One in five people will develop skin cancer in their lifetime. There are different types of skin cancers with different treatment options.
Types of Skin Cancer
There are three broad categories of skin cancer:
- Basal cell carcinoma (BCCA) is the most common type of skin cancer. The basal cells are found in the deepest layer of the epidermis. This type of cancer typically appears as a growth or lesion on the epidermis. It can result from either cumulative sun exposure or extreme exposure. BCCA rarely spreads into other areas and is rarely life-threatening.
- Squamous cell carcinoma (SCCA) is less common and more dangerous than basal cell. This type of skin cancer often resembles scaly red patches or open sores on the epidermis. As with most forms of skin cancer, squamous cell cancers are most commonly caused by cumulative exposure to the UV rays of the sun. SCCA may occur on all areas of the body but will most likely be seen on the areas with the most sun exposure. SCCA is more dangerous because there is a greater risk of it spreading to the lymph nodes.
- Melanoma is the most dangerous form of skin cancer. These malignant tumors originate in the pigment-producing melanocytes in the basal layer of the epidermis. Melanomas often resemble moles; some develop from moles. The majority of melanomas are black or brown, but they can also be skin-colored, pink, red, purple, blue or white. UV sun exposure increases the risk of developing melanoma. Those who are genetically predisposed to the disease are most at risk. If recognized early, melanoma is absolutely curable.
Have questions about the various types of skin cancer and how to treat them? Contact us for an appointment.
In almost all cases, screening for skin cancer is done through visual examination. Doctors recommend a regular self-exam to look for signs of skin cancer (such as moles that appear or change size or shape). However, self-screening has not been shown to be as effective against melanoma.
Unusual changes in your skin or development of lesions should prompt you to see a dermatologist or other physician. They will closely examine all areas of concern. When indicated, biopsies for histological exam are taken for diagnostic purpose.

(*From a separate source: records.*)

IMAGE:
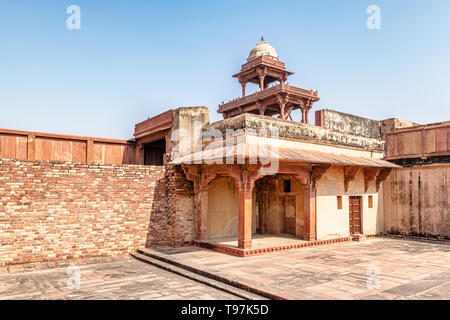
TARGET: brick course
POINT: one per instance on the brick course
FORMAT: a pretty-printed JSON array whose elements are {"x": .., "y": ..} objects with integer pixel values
[{"x": 57, "y": 210}]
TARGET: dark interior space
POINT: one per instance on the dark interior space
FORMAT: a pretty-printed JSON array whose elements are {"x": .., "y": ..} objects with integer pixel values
[{"x": 154, "y": 153}]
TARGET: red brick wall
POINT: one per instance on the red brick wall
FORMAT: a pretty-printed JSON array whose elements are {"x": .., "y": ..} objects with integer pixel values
[
  {"x": 181, "y": 219},
  {"x": 56, "y": 210}
]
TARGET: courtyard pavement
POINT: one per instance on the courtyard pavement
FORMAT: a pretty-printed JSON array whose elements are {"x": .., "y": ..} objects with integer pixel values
[
  {"x": 118, "y": 278},
  {"x": 378, "y": 268}
]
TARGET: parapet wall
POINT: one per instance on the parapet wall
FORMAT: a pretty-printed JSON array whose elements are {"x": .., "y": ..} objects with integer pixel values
[
  {"x": 58, "y": 210},
  {"x": 348, "y": 124},
  {"x": 296, "y": 131}
]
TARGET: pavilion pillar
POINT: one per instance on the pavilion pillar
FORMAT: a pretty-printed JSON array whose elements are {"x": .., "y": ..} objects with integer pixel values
[
  {"x": 261, "y": 82},
  {"x": 309, "y": 200},
  {"x": 202, "y": 213},
  {"x": 245, "y": 215},
  {"x": 245, "y": 178},
  {"x": 243, "y": 84}
]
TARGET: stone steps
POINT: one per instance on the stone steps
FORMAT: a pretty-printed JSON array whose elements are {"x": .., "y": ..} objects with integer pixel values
[{"x": 238, "y": 289}]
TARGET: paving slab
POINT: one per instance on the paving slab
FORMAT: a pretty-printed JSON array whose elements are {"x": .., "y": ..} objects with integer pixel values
[
  {"x": 121, "y": 278},
  {"x": 378, "y": 268}
]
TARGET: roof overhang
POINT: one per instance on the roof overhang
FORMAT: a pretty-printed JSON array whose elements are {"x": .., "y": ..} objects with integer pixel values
[{"x": 263, "y": 154}]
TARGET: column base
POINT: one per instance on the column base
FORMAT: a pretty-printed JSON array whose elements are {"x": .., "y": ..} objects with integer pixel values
[
  {"x": 201, "y": 236},
  {"x": 244, "y": 244},
  {"x": 309, "y": 237}
]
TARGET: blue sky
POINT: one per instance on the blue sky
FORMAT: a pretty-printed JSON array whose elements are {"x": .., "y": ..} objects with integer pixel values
[{"x": 134, "y": 59}]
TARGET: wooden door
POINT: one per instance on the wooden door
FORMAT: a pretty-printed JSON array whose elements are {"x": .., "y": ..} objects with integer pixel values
[{"x": 355, "y": 215}]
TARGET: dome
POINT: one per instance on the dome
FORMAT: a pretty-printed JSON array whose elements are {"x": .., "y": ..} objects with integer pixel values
[{"x": 263, "y": 48}]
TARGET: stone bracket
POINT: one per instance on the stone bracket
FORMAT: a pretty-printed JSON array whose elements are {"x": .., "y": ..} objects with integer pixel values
[
  {"x": 382, "y": 176},
  {"x": 369, "y": 175},
  {"x": 350, "y": 174},
  {"x": 317, "y": 173}
]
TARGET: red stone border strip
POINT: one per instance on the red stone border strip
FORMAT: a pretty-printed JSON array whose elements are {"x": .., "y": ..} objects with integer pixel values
[
  {"x": 243, "y": 253},
  {"x": 401, "y": 236}
]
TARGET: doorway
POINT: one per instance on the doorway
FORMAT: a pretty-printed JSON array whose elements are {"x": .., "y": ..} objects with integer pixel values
[{"x": 355, "y": 215}]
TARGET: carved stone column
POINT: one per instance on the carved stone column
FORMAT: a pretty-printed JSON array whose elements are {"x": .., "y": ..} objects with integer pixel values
[
  {"x": 309, "y": 209},
  {"x": 310, "y": 202},
  {"x": 245, "y": 215},
  {"x": 243, "y": 84}
]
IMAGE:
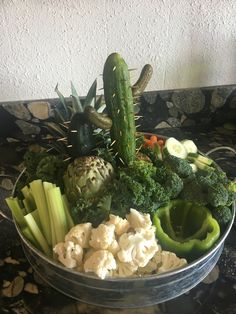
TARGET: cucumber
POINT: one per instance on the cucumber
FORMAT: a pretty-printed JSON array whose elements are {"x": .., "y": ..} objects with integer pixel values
[
  {"x": 120, "y": 107},
  {"x": 189, "y": 146},
  {"x": 194, "y": 167},
  {"x": 175, "y": 148}
]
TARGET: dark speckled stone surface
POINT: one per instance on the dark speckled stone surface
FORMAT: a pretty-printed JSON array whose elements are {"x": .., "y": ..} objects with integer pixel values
[{"x": 206, "y": 116}]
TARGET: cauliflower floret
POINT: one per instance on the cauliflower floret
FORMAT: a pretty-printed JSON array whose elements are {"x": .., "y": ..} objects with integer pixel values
[
  {"x": 80, "y": 234},
  {"x": 152, "y": 265},
  {"x": 139, "y": 220},
  {"x": 124, "y": 270},
  {"x": 69, "y": 253},
  {"x": 100, "y": 262},
  {"x": 135, "y": 249},
  {"x": 102, "y": 237},
  {"x": 121, "y": 225},
  {"x": 169, "y": 261}
]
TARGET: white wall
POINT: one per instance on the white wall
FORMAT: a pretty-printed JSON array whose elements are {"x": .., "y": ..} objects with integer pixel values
[{"x": 42, "y": 42}]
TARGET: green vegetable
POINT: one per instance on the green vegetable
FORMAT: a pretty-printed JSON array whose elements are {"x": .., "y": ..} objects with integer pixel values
[
  {"x": 31, "y": 160},
  {"x": 49, "y": 222},
  {"x": 178, "y": 165},
  {"x": 17, "y": 212},
  {"x": 222, "y": 214},
  {"x": 185, "y": 228},
  {"x": 202, "y": 162},
  {"x": 175, "y": 148},
  {"x": 95, "y": 213},
  {"x": 138, "y": 187},
  {"x": 173, "y": 184},
  {"x": 231, "y": 188},
  {"x": 38, "y": 192},
  {"x": 217, "y": 195},
  {"x": 120, "y": 107},
  {"x": 80, "y": 136},
  {"x": 87, "y": 177},
  {"x": 189, "y": 146},
  {"x": 51, "y": 169},
  {"x": 37, "y": 234},
  {"x": 193, "y": 192}
]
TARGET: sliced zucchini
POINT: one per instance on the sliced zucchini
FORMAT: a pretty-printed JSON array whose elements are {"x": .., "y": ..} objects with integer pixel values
[
  {"x": 189, "y": 146},
  {"x": 175, "y": 148},
  {"x": 193, "y": 157}
]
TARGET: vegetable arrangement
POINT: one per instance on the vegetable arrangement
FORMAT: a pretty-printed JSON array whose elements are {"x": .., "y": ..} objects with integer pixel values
[{"x": 111, "y": 198}]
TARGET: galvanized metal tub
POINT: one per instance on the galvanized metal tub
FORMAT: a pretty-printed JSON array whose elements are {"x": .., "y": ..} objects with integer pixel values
[{"x": 125, "y": 292}]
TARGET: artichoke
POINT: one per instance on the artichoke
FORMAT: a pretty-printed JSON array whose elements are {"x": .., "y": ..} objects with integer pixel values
[{"x": 87, "y": 177}]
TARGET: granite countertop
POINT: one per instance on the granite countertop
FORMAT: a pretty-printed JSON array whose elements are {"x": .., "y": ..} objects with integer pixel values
[{"x": 215, "y": 295}]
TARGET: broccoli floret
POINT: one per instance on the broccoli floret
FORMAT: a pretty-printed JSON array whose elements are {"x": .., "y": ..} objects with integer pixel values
[
  {"x": 170, "y": 181},
  {"x": 231, "y": 188},
  {"x": 173, "y": 184},
  {"x": 179, "y": 166},
  {"x": 193, "y": 192},
  {"x": 222, "y": 214},
  {"x": 217, "y": 195},
  {"x": 206, "y": 178},
  {"x": 51, "y": 169},
  {"x": 137, "y": 187}
]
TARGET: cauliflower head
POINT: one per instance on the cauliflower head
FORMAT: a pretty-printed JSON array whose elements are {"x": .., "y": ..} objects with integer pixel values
[
  {"x": 102, "y": 237},
  {"x": 100, "y": 262},
  {"x": 80, "y": 234},
  {"x": 69, "y": 253},
  {"x": 121, "y": 225}
]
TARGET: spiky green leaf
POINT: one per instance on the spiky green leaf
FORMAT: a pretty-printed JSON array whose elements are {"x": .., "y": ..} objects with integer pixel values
[
  {"x": 77, "y": 106},
  {"x": 63, "y": 102}
]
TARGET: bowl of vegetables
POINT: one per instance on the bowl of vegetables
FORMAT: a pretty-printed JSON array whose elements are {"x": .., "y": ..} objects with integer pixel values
[{"x": 117, "y": 218}]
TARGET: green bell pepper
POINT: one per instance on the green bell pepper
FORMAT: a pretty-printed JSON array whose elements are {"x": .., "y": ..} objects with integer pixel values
[{"x": 186, "y": 228}]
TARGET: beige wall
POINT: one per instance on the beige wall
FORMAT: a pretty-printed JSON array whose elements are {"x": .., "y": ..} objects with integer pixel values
[{"x": 42, "y": 42}]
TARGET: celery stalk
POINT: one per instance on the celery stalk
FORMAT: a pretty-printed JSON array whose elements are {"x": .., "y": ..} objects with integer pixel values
[
  {"x": 29, "y": 236},
  {"x": 58, "y": 213},
  {"x": 27, "y": 205},
  {"x": 47, "y": 186},
  {"x": 17, "y": 211},
  {"x": 41, "y": 204},
  {"x": 69, "y": 219},
  {"x": 34, "y": 228},
  {"x": 35, "y": 214},
  {"x": 29, "y": 199}
]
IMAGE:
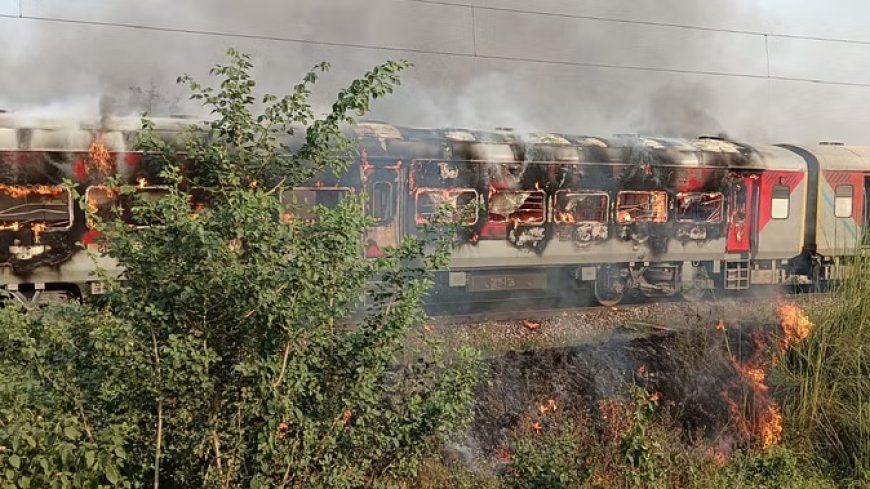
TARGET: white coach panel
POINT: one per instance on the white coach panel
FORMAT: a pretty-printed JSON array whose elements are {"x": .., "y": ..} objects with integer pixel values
[
  {"x": 382, "y": 23},
  {"x": 838, "y": 19},
  {"x": 560, "y": 39},
  {"x": 8, "y": 7}
]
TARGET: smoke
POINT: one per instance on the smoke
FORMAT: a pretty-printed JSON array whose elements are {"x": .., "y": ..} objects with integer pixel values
[{"x": 68, "y": 66}]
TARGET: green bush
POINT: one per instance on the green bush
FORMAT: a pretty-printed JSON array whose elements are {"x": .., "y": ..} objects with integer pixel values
[
  {"x": 827, "y": 379},
  {"x": 220, "y": 361}
]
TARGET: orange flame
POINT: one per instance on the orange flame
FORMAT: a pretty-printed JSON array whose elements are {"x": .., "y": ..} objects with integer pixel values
[
  {"x": 40, "y": 190},
  {"x": 764, "y": 422},
  {"x": 567, "y": 217},
  {"x": 532, "y": 325},
  {"x": 548, "y": 407},
  {"x": 99, "y": 157},
  {"x": 796, "y": 326},
  {"x": 38, "y": 229}
]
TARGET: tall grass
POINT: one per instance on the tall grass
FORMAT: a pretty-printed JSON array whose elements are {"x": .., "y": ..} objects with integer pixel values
[{"x": 827, "y": 406}]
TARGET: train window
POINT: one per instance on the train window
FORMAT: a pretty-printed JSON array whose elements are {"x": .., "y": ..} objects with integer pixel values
[
  {"x": 843, "y": 201},
  {"x": 779, "y": 203},
  {"x": 43, "y": 205},
  {"x": 522, "y": 206},
  {"x": 699, "y": 207},
  {"x": 305, "y": 199},
  {"x": 109, "y": 204},
  {"x": 428, "y": 202},
  {"x": 640, "y": 206},
  {"x": 574, "y": 207},
  {"x": 381, "y": 202}
]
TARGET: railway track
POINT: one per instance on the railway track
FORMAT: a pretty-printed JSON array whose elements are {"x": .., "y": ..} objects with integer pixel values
[{"x": 538, "y": 310}]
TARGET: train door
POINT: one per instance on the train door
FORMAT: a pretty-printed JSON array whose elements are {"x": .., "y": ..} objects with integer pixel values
[
  {"x": 742, "y": 218},
  {"x": 383, "y": 188},
  {"x": 866, "y": 221}
]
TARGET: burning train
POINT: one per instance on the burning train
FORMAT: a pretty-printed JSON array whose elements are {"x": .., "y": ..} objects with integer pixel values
[{"x": 664, "y": 217}]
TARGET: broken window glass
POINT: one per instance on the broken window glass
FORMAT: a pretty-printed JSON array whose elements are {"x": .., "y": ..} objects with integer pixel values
[
  {"x": 303, "y": 200},
  {"x": 642, "y": 206},
  {"x": 523, "y": 206},
  {"x": 381, "y": 202},
  {"x": 45, "y": 205},
  {"x": 779, "y": 204},
  {"x": 109, "y": 204},
  {"x": 700, "y": 207},
  {"x": 430, "y": 201},
  {"x": 576, "y": 207}
]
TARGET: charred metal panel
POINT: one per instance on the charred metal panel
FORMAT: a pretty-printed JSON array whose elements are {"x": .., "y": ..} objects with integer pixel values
[{"x": 506, "y": 281}]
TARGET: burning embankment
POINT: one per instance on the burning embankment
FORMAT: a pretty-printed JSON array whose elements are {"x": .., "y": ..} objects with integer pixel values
[{"x": 710, "y": 384}]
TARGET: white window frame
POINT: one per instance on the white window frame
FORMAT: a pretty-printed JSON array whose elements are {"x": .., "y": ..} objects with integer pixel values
[
  {"x": 782, "y": 201},
  {"x": 843, "y": 199},
  {"x": 572, "y": 193}
]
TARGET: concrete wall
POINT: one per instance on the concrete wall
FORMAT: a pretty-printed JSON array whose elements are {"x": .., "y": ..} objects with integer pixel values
[{"x": 762, "y": 70}]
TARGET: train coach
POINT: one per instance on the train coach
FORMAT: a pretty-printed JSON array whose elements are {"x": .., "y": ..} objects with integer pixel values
[{"x": 659, "y": 216}]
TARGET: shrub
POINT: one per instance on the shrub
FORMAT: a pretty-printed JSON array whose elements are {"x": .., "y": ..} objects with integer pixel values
[
  {"x": 220, "y": 361},
  {"x": 827, "y": 378}
]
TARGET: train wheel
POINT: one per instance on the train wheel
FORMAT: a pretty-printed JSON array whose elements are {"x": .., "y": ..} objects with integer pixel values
[
  {"x": 609, "y": 286},
  {"x": 696, "y": 289},
  {"x": 694, "y": 292}
]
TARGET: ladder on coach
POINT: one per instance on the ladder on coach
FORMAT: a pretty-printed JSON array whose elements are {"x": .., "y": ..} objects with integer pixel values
[{"x": 737, "y": 274}]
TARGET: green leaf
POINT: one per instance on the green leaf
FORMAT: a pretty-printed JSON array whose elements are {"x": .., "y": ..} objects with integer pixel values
[
  {"x": 112, "y": 474},
  {"x": 72, "y": 433}
]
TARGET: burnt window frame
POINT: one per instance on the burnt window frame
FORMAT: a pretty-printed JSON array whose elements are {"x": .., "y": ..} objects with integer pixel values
[
  {"x": 390, "y": 201},
  {"x": 697, "y": 221},
  {"x": 616, "y": 207},
  {"x": 773, "y": 198},
  {"x": 507, "y": 219},
  {"x": 286, "y": 204},
  {"x": 555, "y": 209},
  {"x": 457, "y": 190},
  {"x": 89, "y": 222},
  {"x": 851, "y": 198},
  {"x": 69, "y": 206}
]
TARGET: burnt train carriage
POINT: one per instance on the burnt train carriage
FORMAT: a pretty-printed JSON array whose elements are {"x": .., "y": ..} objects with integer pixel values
[
  {"x": 661, "y": 216},
  {"x": 40, "y": 223}
]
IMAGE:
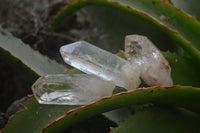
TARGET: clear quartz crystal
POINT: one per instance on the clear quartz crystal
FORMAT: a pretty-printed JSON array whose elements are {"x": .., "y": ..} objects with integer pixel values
[
  {"x": 154, "y": 67},
  {"x": 93, "y": 60},
  {"x": 77, "y": 89}
]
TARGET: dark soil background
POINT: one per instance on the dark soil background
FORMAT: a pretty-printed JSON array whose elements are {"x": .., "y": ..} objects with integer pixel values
[{"x": 29, "y": 20}]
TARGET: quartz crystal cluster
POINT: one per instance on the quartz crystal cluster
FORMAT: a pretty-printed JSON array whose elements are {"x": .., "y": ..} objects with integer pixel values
[
  {"x": 75, "y": 89},
  {"x": 104, "y": 71}
]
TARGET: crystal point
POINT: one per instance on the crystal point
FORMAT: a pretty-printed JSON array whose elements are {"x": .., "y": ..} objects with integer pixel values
[
  {"x": 93, "y": 60},
  {"x": 78, "y": 89},
  {"x": 155, "y": 69}
]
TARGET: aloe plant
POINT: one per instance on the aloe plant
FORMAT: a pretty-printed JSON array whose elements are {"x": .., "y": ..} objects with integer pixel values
[{"x": 153, "y": 109}]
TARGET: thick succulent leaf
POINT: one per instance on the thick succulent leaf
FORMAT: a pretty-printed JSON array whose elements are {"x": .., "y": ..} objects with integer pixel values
[
  {"x": 18, "y": 54},
  {"x": 184, "y": 71},
  {"x": 160, "y": 120},
  {"x": 95, "y": 124},
  {"x": 186, "y": 97},
  {"x": 32, "y": 116},
  {"x": 184, "y": 29}
]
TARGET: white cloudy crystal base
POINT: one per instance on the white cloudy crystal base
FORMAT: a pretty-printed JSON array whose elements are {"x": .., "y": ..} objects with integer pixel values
[
  {"x": 93, "y": 60},
  {"x": 78, "y": 89}
]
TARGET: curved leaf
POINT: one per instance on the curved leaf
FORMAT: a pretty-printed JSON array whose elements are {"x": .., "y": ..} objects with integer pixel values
[
  {"x": 160, "y": 120},
  {"x": 182, "y": 28},
  {"x": 32, "y": 116},
  {"x": 22, "y": 55},
  {"x": 184, "y": 71},
  {"x": 186, "y": 97}
]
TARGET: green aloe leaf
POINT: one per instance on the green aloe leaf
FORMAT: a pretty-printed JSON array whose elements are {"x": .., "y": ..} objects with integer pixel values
[
  {"x": 19, "y": 54},
  {"x": 179, "y": 63},
  {"x": 184, "y": 29},
  {"x": 186, "y": 97},
  {"x": 28, "y": 119},
  {"x": 32, "y": 116},
  {"x": 191, "y": 7},
  {"x": 160, "y": 120}
]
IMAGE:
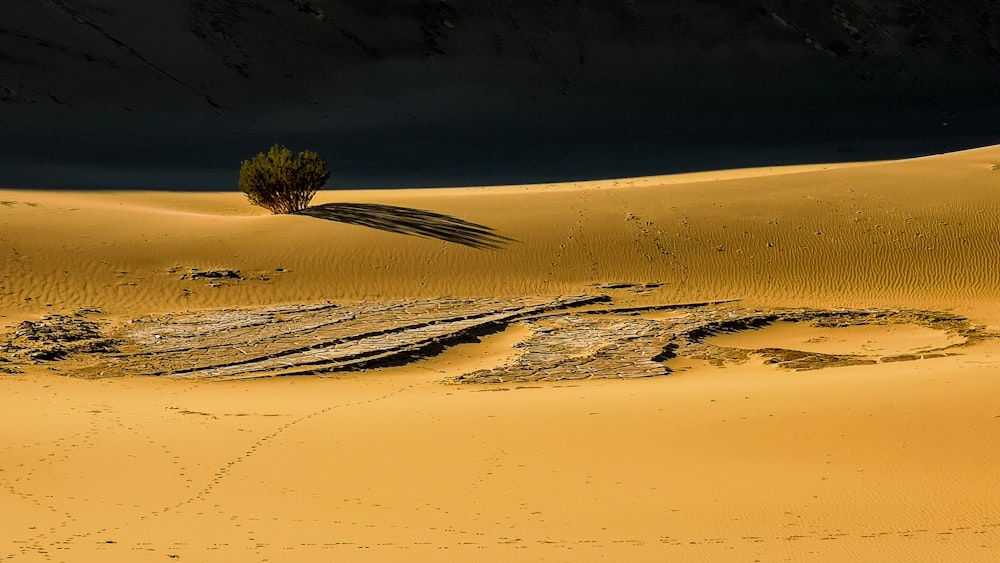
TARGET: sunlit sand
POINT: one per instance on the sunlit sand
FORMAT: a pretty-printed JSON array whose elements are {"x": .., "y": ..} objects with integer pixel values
[{"x": 785, "y": 364}]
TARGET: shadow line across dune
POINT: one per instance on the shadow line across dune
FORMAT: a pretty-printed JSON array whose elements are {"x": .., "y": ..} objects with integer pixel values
[{"x": 409, "y": 221}]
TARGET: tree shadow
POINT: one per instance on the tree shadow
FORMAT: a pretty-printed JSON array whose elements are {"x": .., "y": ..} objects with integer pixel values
[{"x": 409, "y": 221}]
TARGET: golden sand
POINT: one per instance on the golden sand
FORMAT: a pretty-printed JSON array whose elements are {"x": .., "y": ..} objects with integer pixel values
[{"x": 736, "y": 455}]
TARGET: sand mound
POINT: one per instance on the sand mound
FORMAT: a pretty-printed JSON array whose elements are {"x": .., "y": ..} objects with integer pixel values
[{"x": 730, "y": 283}]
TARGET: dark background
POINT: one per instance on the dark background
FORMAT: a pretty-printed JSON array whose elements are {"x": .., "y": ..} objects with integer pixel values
[{"x": 172, "y": 94}]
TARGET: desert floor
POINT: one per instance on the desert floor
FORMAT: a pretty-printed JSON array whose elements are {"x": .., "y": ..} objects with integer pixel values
[{"x": 788, "y": 364}]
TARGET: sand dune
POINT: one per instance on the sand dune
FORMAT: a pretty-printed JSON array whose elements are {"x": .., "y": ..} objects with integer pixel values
[{"x": 811, "y": 358}]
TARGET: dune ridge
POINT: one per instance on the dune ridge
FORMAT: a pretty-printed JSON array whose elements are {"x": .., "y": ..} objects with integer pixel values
[{"x": 810, "y": 356}]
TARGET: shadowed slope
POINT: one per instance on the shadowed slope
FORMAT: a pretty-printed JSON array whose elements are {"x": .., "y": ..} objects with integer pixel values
[{"x": 409, "y": 221}]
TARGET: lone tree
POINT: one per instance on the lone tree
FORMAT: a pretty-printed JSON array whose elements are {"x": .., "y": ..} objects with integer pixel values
[{"x": 283, "y": 182}]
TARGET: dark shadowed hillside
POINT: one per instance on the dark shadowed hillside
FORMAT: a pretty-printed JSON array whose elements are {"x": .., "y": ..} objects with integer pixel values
[{"x": 172, "y": 94}]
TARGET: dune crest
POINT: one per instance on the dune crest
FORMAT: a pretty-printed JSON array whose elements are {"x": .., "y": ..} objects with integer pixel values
[{"x": 804, "y": 359}]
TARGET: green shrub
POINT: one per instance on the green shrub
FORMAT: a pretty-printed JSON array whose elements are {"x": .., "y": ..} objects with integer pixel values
[{"x": 282, "y": 182}]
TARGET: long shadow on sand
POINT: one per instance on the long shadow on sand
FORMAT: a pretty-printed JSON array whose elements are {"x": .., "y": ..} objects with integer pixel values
[{"x": 409, "y": 221}]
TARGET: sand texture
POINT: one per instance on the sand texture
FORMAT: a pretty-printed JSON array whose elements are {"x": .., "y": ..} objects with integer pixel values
[{"x": 788, "y": 364}]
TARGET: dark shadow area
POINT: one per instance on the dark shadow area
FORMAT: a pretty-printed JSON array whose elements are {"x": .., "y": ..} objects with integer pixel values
[{"x": 409, "y": 221}]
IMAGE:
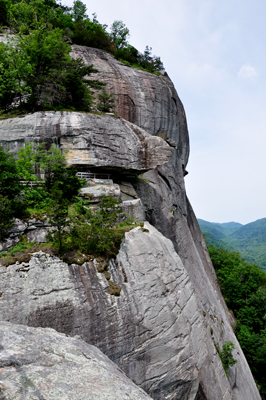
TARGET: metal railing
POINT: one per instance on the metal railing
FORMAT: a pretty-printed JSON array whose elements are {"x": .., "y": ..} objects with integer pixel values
[{"x": 92, "y": 175}]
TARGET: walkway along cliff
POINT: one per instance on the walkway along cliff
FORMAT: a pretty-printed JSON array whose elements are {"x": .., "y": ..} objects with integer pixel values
[{"x": 162, "y": 329}]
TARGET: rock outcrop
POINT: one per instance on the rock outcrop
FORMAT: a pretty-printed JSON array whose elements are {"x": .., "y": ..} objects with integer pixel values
[
  {"x": 147, "y": 100},
  {"x": 163, "y": 328},
  {"x": 89, "y": 139},
  {"x": 154, "y": 331},
  {"x": 44, "y": 364}
]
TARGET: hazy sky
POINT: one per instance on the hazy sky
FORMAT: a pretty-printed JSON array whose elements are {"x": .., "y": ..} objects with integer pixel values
[{"x": 214, "y": 52}]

Treatment and Reconstruction
Treatment options should always be discussed in detail with a physician once a firm diagnosis has been made. Treatment of skin cancers is most often performed in a physician’s office. Choice of treatment is based on the type, size, location, and depth of the tumor, the patient’s age and general health, factoring in the need to maintain form and function of the affected area. The various treatment options are performed with a local anesthetic. Pain or discomfort during and after the procedures is usually minimal.
Skin cancers are often treated in a staged fashion. The intention of stage one is to complete tumor removal, confirmed by histopathology. Stage two might be considered as the reconstructive stage taking function and aesthetic concerns into account.